BEARS Make Neuro-Symbolic Models Aware of their Reasoning Shortcuts
Emanuele Marconato, Samuele Bortolotti, Emile van Krieken, Antonio Vergari, Andrea Passerini, Stefano Teso
TL;DR
This work tackles the problem that Neuro-Symbolic predictors can learn concepts with unintended semantics (Reasoning Shortcuts) while still achieving correct labels under the encoded knowledge. It introduces bears, an ensemble-based approach that calibrates concept-level uncertainty to identify RS-affected concepts without relying on costly dense annotations. The method is analyzed theoretically—via entropy maximization and convex decompositions of concept mappings—and empirically validated across multiple NeSy architectures and datasets, showing substantial improvements in RS-awareness and enabling more effective active learning for mitigation.

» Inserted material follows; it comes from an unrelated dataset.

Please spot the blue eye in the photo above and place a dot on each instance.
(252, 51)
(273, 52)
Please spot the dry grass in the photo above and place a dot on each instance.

By shifting from mitigation to awareness, bears enhances reliability and interpretability of NeSy systems in high-stakes tasks while maintaining strong predictive performance.
Abstract
Neuro-Symbolic (NeSy) predictors that conform to symbolic knowledge - encoding, e.g., safety constraints - can be affected by Reasoning Shortcuts (RSs): They learn concepts consistent with the symbolic knowledge by exploiting unintended semantics. RSs compromise reliability and generalization and, as we show in this paper, they are linked to NeSy models being overconfident about the predicted concepts. Unfortunately, the only trustworthy mitigation strategy requires collecting costly dense supervision over the concepts. Rather than attempting to avoid RSs altogether, we propose to ensure NeSy models are aware of the semantic ambiguity of the concepts they learn, thus enabling their users to identify and distrust low-quality concepts. Starting from three simple desiderata, we derive bears (BE Aware of Reasoning Shortcuts), an ensembling technique that calibrates the model's concept-level confidence without compromising prediction accuracy, thus encouraging NeSy architectures to be uncertain about concepts affected by RSs. We show empirically that bears improves RS-awareness of several state-of-the-art NeSy models, and also facilitates acquiring informative dense annotations for mitigation purposes.